Vancouver-based Lionsgate, in an amended Schedule 14D-9 filed with U.S. securities regulators, reiterated that Icahn's $7.00 per share takeover bid is "financially inadequate and coercive."
The mini-studio also urged shareholders that have tendered their shares to the Icahn Group to withdraw them, and offered instructions on how to do so.
The latest missive to shareholders argued Lionsgate "continues to successfully execute its business strategy," as evidenced by its latest financial results unveiled earlier in the week (HR, June 1).

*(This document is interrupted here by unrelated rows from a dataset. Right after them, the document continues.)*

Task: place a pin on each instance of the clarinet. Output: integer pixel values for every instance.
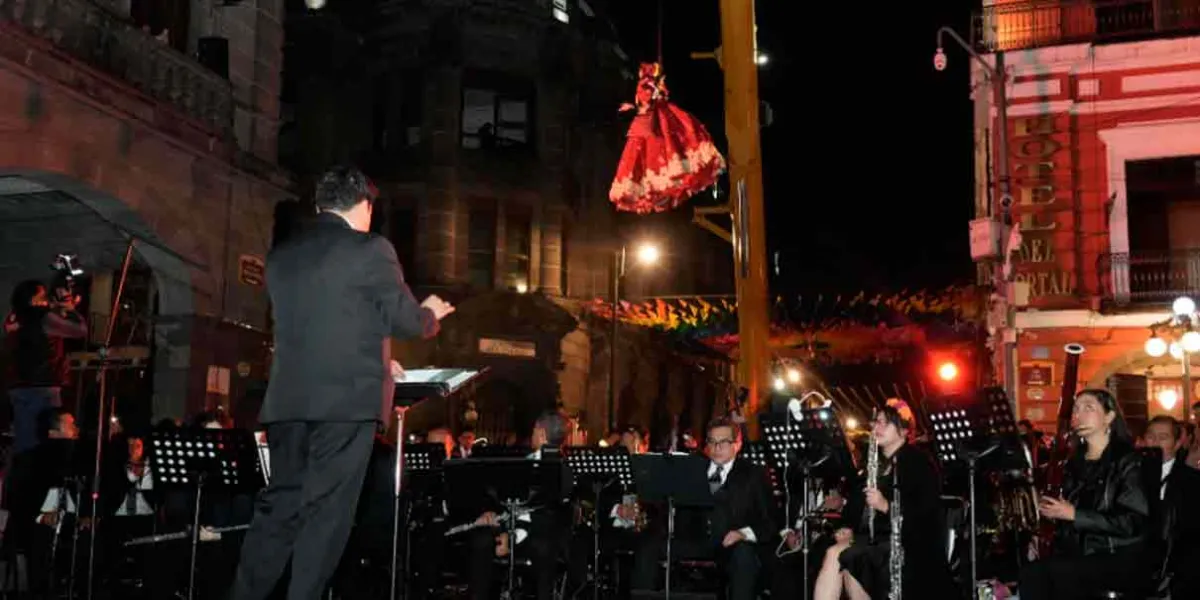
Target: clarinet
(873, 477)
(895, 561)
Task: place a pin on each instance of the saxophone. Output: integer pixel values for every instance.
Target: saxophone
(873, 477)
(895, 561)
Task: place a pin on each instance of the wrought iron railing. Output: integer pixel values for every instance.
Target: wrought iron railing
(100, 39)
(1150, 276)
(1012, 25)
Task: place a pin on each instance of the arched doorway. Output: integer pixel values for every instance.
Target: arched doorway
(43, 215)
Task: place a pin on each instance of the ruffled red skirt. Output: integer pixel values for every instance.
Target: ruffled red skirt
(669, 157)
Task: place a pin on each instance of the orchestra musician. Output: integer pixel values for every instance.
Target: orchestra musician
(543, 537)
(1101, 520)
(858, 565)
(741, 527)
(339, 297)
(1174, 493)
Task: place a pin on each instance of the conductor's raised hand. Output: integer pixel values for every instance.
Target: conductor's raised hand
(441, 307)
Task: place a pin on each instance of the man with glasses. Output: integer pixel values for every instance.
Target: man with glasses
(738, 532)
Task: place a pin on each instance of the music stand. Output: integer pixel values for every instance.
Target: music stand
(971, 429)
(678, 480)
(413, 388)
(519, 485)
(198, 459)
(597, 469)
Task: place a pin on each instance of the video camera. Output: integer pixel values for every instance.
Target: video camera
(66, 269)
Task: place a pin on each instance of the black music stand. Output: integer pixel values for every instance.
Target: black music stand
(678, 480)
(970, 429)
(517, 485)
(198, 459)
(597, 469)
(415, 387)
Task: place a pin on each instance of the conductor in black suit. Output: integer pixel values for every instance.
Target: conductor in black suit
(339, 295)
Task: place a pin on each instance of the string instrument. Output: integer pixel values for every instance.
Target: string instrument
(1062, 444)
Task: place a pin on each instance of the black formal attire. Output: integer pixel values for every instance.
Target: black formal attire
(743, 501)
(1173, 491)
(337, 295)
(927, 573)
(1103, 549)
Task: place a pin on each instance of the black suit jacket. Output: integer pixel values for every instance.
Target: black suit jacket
(745, 501)
(337, 297)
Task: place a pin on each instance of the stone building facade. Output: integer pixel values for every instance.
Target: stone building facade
(153, 121)
(492, 131)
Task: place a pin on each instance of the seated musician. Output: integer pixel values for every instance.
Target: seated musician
(46, 501)
(741, 529)
(1174, 492)
(541, 537)
(858, 565)
(619, 525)
(1101, 520)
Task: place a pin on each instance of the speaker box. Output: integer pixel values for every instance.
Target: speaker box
(214, 54)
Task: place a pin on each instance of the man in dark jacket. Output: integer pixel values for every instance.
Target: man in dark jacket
(34, 335)
(339, 297)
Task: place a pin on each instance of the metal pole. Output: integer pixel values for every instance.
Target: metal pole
(1187, 383)
(742, 129)
(102, 385)
(618, 268)
(1005, 204)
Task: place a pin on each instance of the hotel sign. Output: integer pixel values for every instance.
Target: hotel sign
(1043, 205)
(508, 348)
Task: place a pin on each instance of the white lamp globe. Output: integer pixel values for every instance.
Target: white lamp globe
(1156, 347)
(1183, 306)
(1191, 342)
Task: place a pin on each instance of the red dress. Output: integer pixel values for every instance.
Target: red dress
(669, 154)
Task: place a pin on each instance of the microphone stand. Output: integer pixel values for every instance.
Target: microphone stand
(972, 465)
(807, 469)
(102, 414)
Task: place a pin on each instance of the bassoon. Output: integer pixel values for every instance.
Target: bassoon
(1062, 445)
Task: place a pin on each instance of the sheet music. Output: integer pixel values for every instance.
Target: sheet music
(451, 378)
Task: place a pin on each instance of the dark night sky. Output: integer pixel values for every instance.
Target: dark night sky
(868, 163)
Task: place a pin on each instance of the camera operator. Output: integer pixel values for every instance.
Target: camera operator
(34, 335)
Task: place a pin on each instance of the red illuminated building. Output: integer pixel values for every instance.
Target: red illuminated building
(1103, 148)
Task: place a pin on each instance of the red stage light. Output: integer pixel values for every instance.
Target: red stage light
(948, 371)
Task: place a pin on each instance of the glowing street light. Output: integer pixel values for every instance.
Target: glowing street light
(793, 376)
(948, 372)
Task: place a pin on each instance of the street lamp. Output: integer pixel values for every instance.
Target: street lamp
(1179, 337)
(1002, 197)
(647, 255)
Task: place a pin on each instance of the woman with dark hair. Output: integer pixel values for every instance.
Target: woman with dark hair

"Views of Wall Street analysts have also changed to reflect a higher value for Lionsgate, and the average price target of Wall Street analysts for Lionsgate shares as of June 3, 2010 is at a 26.4% premium to the Icahn Group's offer price of U.S.$7.00 per share," the company said in a statement.
The next move in the escalating battle between the mini-studio and Icahn, who holds a 19% stake in Lionsgate, is a threatened proxy fight at an upcoming annual shareholders meeting, likely in September around the time of the Toronto International Film Festival.